Six years ago, Petr Kalal started saving for a retirement that was four decades away to reduce his reliance on a state pension system that many Czechs of his age believe will be bankrupt by the time they finish working.
The 31-year-old Prague bank clerk is part of a generation worried that today’s politicians will spend away their future by neglecting hard-to-sell structural reforms, such as pensions. Public pension liabilities are set to explode in a couple of decades.
“People who want to govern in the Czech Republic will promise you anything in the world. They will promise that we will solve pensions, we will raise everything, you don’t have to pay anything,” he said. “We should all learn from the Greek example, that one day your debts will come back to find you.”
The issue of how or whether to reform systems in place since the fall of communism 21 years ago has split political parties and voters ahead of a May 28 and May 29 general election that may decide how large a bill future generations will have to foot.
After a decade of procrastination, reforming the pension system is at the heart of how to secure future budgets and keep credit ratings agencies happy.
Unlike neighbors Slovakia, Poland and Hungary, the Czech government still relies solely on a state system that uses tax receipts from workers to pay pensioners today, rather than supplementing the system with longer-term private accounts.
Analysts in a Reuters poll listed reform of the one-pillar pension system as a key task for the next government, although the growing likelihood that no strong winner will emerge from the vote increases the risk reform may not get off the ground.
“From the long-term perspective, the fiscal debt [from pensions] is going to explode if there are no changes to the pension system,” Citibank analyst Jaromir Sindel said.
Kalal’s contemporaries pay the same amount into social security as their parents, but are set to receive far less in retirement benefits. The pay-as-you-go (PAYG) system’s debts will exceed one year of economic output by 2065, according to projections by a government council on pension reform.
With the the number of pensioners set to exceed working-age people by 2050, analysts and industry officials say there needs to be a second pillar pushing taxpayers to put money into state or private-run retirement accounts to meet the demands of an aging population and a shrinking workforce.
“Our current system ... has only one source of financing: the payroll tax. We should start to build up a fully-funded pillar, mainly for the younger generations,” said Jiri Rusnok, an executive adviser and pension director at ING Bank.
Rusnok is on a new 10-member government council that is set to make recommendations on pension reform next month.
The simple option, he said, would be to divert 3 percentage points of the 28 percent social security tax into individual accounts. More expensive would be to add a 3 percent taxpayer contribution that would be matched by the state.
The annual transition cost for the state would be about 0.5 percent to 1 percent of GDP, he said — a tall order at a time when budget deficits have to be slashed.
With European markets battered this year by the fallout from the Greek debt crisis, fiscal discipline has moved to the top of investors’ worry list and it is a hot Czech campaign topic.
The leftist Social Democrats, ahead in the polls, oppose a second pillar and want to protect the PAYG system, saying it should be up to citizens to get an individual account.
Social Democrat voters are on average older, while the right has more support among the young, reflecting their respective policy preferences.
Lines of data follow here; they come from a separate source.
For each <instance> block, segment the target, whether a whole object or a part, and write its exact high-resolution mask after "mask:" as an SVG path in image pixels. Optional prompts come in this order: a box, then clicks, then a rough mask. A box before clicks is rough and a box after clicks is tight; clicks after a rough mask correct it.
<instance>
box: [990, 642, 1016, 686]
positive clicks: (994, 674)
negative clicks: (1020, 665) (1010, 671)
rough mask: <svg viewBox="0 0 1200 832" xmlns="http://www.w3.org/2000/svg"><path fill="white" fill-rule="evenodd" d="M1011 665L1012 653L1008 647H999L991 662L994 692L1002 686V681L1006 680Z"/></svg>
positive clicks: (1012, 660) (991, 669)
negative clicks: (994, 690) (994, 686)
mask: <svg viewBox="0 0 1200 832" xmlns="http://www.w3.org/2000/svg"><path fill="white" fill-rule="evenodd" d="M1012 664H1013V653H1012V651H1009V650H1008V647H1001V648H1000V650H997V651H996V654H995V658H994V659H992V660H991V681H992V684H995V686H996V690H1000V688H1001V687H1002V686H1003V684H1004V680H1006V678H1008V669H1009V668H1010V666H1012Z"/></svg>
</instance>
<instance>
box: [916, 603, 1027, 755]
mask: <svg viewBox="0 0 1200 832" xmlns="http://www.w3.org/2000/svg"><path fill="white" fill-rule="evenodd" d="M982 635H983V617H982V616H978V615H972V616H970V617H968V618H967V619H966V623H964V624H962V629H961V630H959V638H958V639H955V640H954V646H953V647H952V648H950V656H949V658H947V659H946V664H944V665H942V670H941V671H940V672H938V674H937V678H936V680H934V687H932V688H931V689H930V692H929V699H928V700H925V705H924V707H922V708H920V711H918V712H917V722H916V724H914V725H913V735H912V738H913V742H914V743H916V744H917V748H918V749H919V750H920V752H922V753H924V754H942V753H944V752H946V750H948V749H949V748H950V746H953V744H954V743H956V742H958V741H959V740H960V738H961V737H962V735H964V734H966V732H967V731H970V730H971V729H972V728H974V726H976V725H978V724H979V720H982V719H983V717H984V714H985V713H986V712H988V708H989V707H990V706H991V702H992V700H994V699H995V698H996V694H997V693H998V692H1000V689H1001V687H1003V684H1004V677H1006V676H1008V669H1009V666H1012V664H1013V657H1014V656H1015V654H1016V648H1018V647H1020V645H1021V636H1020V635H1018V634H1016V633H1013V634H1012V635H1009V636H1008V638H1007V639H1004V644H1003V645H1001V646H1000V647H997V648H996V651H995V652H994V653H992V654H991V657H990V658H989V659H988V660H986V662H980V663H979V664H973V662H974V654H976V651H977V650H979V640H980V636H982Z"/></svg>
The center-right Civic Democrats are for private accounts, as are some smaller right-leaning parties.
For now, Czech state debt levels are about half the EU average, but falling revenue during the economic downturn exposed years of neglect on public spending, of which pensions accounted for 30 percent last year.
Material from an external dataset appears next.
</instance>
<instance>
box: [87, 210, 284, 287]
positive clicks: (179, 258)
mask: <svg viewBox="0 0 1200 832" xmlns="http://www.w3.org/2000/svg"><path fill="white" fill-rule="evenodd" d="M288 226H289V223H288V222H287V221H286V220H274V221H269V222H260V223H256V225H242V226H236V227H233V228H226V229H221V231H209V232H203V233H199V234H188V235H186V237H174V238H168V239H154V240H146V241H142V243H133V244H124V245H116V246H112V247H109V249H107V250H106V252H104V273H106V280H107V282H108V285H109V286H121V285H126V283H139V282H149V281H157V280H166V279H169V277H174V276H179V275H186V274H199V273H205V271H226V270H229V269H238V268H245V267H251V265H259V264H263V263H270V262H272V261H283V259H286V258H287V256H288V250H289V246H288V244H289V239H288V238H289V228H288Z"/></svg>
Czech Deputy Finance Minister Bohdan Hejduk estimated last month that the pension system would run a 35 billion crown (US$1.70 billion) deficit this year because of structural problems and unemployment.
A STEM agency poll a year ago showed two-thirds of Czechs thought the system needed substantial change or a complete overhaul, while the rest felt no major changes were needed.
The issue prompted two actors to copy a video from the last US presidential election urging people to persuade their grandparents not to vote for leftist parties.
The clip has attracted over 630,000 viewers and gives the message: “The left will only make debts and after your grandparents peacefully pass away, we shall have to pay for it until the end of our lives.”
Czechs have debated pension reform for more than a decade, but lack of political will has meant successive governments failed to introduce a second pillar, instead opting for changes to the PAYG system, such as raising the retirement age.
The government council debating pensions is a reincarnation of a previous body whose recommendations in 2005 fell on deaf ears because of the start of election campaigning then.
For Adam, a 34-year-old manager at a pharmaceutical company, it is best to save now, rather than count on the state system.
“I don’t think [my] state pension will be sufficient to live comfortably on, or maybe even to live on,” he said.